Quinta-feira, 28 Março

«Madame Bovary» por Hugo Gomes

Até Jean Renoir adaptou este relevante romance de Gustave Flaubert, Madame Bovary (em 1949), que fora considerado um dos pioneiros da chamada literatura realista. Porém, esta é a primeira vez que uma mulher toma conta de todo o controverso material publicado em pleno século XIX. Sophie Barthes, autora dos trabalhos Happiness e Almas Perdidas, opera um filme conotado por uma reconstituição história digna do selo BBC, se não fosse o facto deste Madame Bovery ser uma coprodução alemã, belga e norte-americana, onde nos centramos numa França falada em inglês e num romance transformado, naquilo que supostamente seria uma ensaio psicológico do bovarismo (a total insatisfação reconhecida na sua protagonista) para uma automática condenação e defesa da Mulher entediada na burguesia do século XIX.

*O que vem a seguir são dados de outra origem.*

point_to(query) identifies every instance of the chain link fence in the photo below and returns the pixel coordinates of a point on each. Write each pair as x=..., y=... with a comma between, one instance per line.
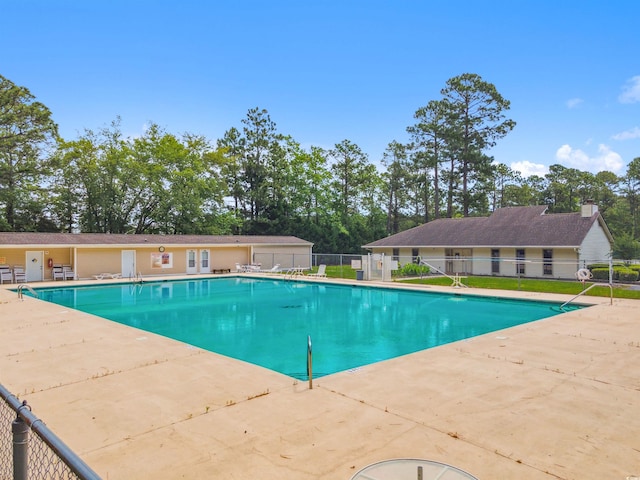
x=30, y=451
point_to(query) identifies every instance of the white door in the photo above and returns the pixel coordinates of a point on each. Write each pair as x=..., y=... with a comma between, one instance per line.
x=34, y=268
x=128, y=263
x=205, y=264
x=192, y=262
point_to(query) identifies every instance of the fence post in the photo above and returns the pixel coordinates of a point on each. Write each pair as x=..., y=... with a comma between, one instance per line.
x=20, y=432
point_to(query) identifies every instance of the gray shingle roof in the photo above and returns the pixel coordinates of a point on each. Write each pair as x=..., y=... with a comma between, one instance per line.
x=86, y=239
x=506, y=227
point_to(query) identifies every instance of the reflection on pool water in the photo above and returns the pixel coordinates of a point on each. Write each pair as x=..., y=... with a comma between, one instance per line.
x=267, y=322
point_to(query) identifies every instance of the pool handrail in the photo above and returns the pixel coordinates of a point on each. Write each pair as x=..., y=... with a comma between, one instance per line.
x=22, y=286
x=589, y=288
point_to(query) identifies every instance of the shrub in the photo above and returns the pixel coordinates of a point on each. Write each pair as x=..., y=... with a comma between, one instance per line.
x=628, y=275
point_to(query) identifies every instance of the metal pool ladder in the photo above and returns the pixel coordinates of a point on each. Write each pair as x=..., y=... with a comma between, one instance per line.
x=589, y=288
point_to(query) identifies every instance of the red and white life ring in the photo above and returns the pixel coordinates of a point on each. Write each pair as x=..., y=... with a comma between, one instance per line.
x=584, y=274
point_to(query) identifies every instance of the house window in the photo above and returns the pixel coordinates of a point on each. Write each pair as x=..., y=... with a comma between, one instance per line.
x=520, y=261
x=495, y=260
x=547, y=262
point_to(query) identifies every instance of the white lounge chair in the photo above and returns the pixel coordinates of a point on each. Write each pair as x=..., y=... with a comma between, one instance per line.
x=68, y=272
x=275, y=269
x=6, y=275
x=57, y=273
x=320, y=272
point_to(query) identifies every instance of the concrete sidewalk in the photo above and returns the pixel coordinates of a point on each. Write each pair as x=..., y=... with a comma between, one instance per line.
x=553, y=399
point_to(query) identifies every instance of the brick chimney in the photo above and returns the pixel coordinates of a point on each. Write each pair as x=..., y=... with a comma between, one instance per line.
x=589, y=208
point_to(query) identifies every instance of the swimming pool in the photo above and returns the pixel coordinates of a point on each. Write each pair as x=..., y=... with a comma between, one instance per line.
x=267, y=322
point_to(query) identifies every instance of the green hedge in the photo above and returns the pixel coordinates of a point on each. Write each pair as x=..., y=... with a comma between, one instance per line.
x=600, y=273
x=413, y=270
x=620, y=273
x=628, y=275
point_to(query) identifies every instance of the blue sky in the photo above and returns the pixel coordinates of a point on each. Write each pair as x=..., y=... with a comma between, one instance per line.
x=333, y=70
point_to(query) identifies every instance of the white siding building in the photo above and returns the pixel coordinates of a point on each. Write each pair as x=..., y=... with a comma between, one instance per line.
x=513, y=241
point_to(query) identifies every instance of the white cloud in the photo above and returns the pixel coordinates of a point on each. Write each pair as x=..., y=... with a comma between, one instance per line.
x=606, y=159
x=628, y=134
x=574, y=102
x=527, y=168
x=631, y=91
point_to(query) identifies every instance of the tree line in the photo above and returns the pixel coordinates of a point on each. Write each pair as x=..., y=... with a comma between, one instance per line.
x=256, y=180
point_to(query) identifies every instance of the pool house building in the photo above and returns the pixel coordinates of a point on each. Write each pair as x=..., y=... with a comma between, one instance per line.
x=512, y=241
x=90, y=255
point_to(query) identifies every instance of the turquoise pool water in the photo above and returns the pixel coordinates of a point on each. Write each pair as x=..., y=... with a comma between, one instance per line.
x=266, y=322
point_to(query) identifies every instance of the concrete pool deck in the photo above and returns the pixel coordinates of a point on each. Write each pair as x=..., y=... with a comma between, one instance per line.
x=558, y=398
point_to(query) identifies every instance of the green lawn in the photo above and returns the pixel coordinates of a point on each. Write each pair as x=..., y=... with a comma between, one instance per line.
x=504, y=283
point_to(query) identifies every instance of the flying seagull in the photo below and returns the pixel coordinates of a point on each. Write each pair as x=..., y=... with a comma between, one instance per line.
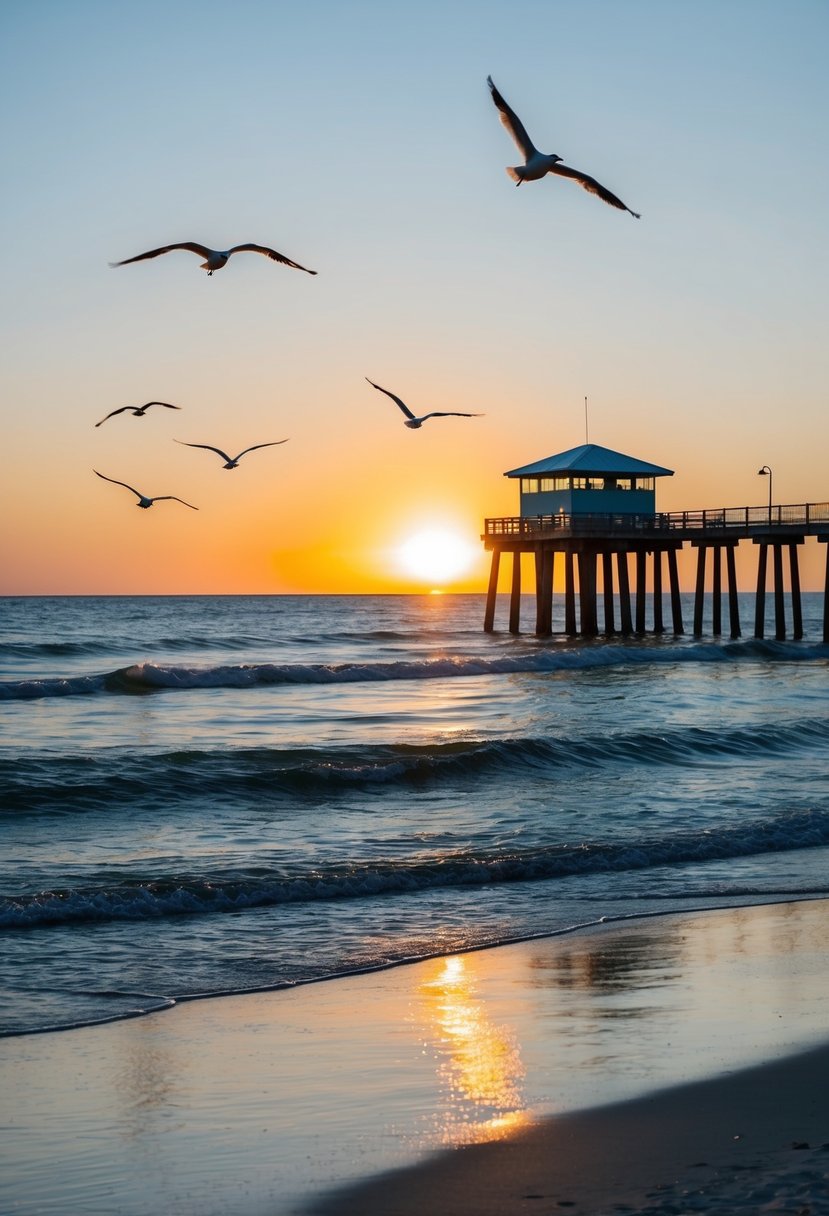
x=536, y=163
x=137, y=410
x=232, y=461
x=214, y=259
x=144, y=501
x=416, y=423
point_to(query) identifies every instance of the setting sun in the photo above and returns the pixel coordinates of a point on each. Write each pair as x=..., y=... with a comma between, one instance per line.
x=436, y=556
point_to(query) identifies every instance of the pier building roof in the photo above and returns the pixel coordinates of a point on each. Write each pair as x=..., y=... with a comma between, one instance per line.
x=591, y=459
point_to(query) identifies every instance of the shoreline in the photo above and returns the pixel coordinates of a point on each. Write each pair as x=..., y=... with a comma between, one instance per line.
x=584, y=929
x=319, y=1098
x=748, y=1142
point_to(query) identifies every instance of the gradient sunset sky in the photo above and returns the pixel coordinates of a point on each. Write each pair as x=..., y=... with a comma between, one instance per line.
x=359, y=139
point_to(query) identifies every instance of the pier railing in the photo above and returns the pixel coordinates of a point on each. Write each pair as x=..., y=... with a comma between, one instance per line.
x=734, y=521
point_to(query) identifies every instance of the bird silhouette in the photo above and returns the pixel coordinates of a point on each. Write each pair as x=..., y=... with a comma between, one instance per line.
x=214, y=259
x=232, y=461
x=144, y=501
x=415, y=422
x=137, y=410
x=537, y=164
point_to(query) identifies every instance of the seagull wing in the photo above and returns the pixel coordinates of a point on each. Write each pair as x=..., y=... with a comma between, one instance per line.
x=202, y=249
x=269, y=253
x=513, y=123
x=592, y=185
x=136, y=493
x=164, y=497
x=275, y=444
x=113, y=412
x=208, y=448
x=395, y=399
x=450, y=414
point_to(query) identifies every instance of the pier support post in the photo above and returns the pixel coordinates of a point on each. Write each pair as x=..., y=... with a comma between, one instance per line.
x=607, y=591
x=569, y=595
x=716, y=589
x=641, y=572
x=733, y=603
x=676, y=603
x=760, y=597
x=699, y=596
x=515, y=595
x=590, y=625
x=659, y=625
x=796, y=604
x=824, y=540
x=489, y=615
x=539, y=583
x=543, y=620
x=626, y=620
x=779, y=603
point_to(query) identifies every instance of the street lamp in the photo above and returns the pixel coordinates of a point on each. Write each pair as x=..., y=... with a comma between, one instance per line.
x=766, y=472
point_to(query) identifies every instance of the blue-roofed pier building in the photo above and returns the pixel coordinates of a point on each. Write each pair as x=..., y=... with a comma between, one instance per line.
x=588, y=480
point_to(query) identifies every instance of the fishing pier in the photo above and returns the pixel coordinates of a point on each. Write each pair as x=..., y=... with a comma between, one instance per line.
x=591, y=510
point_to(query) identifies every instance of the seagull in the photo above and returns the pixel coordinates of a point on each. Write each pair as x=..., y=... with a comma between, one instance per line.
x=144, y=501
x=537, y=164
x=232, y=461
x=416, y=423
x=137, y=410
x=214, y=259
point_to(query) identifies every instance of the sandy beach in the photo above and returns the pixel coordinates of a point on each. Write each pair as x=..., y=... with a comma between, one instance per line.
x=669, y=1064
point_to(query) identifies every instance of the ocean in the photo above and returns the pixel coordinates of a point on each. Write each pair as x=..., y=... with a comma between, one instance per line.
x=203, y=795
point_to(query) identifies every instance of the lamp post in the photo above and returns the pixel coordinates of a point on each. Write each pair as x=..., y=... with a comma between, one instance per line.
x=766, y=472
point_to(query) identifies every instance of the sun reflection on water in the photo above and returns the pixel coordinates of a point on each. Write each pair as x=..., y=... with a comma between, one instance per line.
x=479, y=1064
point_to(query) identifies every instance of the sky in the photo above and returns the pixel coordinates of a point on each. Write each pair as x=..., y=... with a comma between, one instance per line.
x=359, y=138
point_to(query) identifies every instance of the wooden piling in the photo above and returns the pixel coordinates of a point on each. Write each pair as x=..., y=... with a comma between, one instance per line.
x=733, y=603
x=607, y=591
x=699, y=597
x=716, y=591
x=569, y=596
x=676, y=602
x=489, y=615
x=626, y=620
x=779, y=603
x=590, y=625
x=659, y=625
x=796, y=606
x=515, y=595
x=760, y=596
x=824, y=540
x=641, y=572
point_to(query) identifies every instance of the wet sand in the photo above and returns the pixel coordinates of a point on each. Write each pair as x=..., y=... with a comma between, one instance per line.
x=513, y=1079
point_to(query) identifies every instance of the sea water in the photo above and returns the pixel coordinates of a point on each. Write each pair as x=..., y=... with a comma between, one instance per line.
x=202, y=795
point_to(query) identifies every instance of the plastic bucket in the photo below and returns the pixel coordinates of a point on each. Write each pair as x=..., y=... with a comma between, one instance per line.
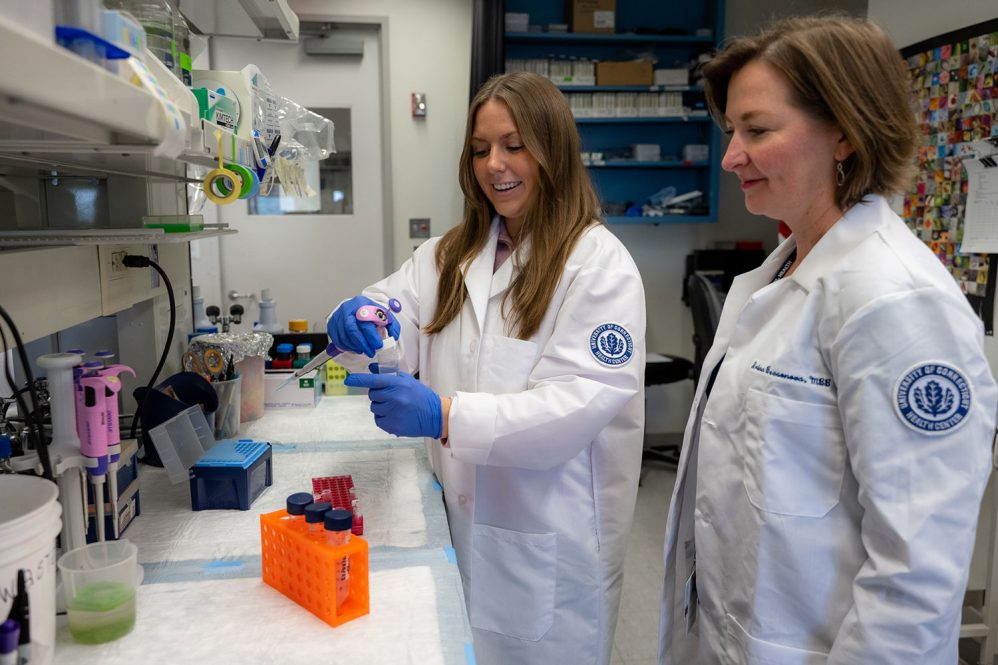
x=227, y=414
x=250, y=368
x=30, y=519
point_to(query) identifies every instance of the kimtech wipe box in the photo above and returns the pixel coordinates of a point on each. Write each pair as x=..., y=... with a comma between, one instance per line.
x=591, y=15
x=302, y=392
x=634, y=72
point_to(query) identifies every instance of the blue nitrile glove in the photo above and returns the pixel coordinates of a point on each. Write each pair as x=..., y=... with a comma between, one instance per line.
x=401, y=405
x=349, y=334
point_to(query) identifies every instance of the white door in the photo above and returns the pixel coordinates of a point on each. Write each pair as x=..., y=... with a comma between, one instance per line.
x=310, y=262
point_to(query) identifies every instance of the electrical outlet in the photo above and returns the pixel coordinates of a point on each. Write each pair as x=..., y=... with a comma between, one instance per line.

Certas liberdades foram tomadas nesta obra cinematográfica de forma a focar exclusivamente na integridade de Emma Bovery (Mia Wasikowska), a madame do título, uma mulher que pretende desafiar as próprias convenções do matrimónio da época. Esta é uma óbvia obra concretizada num tempo onde o ativismo feminista parece ter ganho novas frentes de batalha, mas existe claramente algo que não bate certo em todo este retrato. Se a protagonista é facilmente julgada em “praça pública” (falo por parte do espectador), Sophie Barthes tenta lhe devolver alguma dignidade, salientado as suas emoções como revoluções sociais, enquanto carece em explorar as restantes personagens, nomeadamente o marido, Charles Bovery (Henry Lloyd-Hughes), recriado como um figura anorética, submissa e sem expressividade.

Contudo, mesmo ausente de profundidade, é no elenco secundário que o filme estabelece algum interesse (Rhy Ifans, Ezra Miller, Paul Giamatti e Logan Marshall-Green), ofuscando por completo a dedicação de Wasikowksa, desafiada em fugir da sua imagem já definida. Apesar do interesse de ver uma perspectiva, sobretudo, feminino quanto ao clássico do realismo literário, Madame Bovery é isento de emoção e de análise psicológica nas suas personagens. O que surge é um produto de época graficamente eficaz mas sem a merecida textura.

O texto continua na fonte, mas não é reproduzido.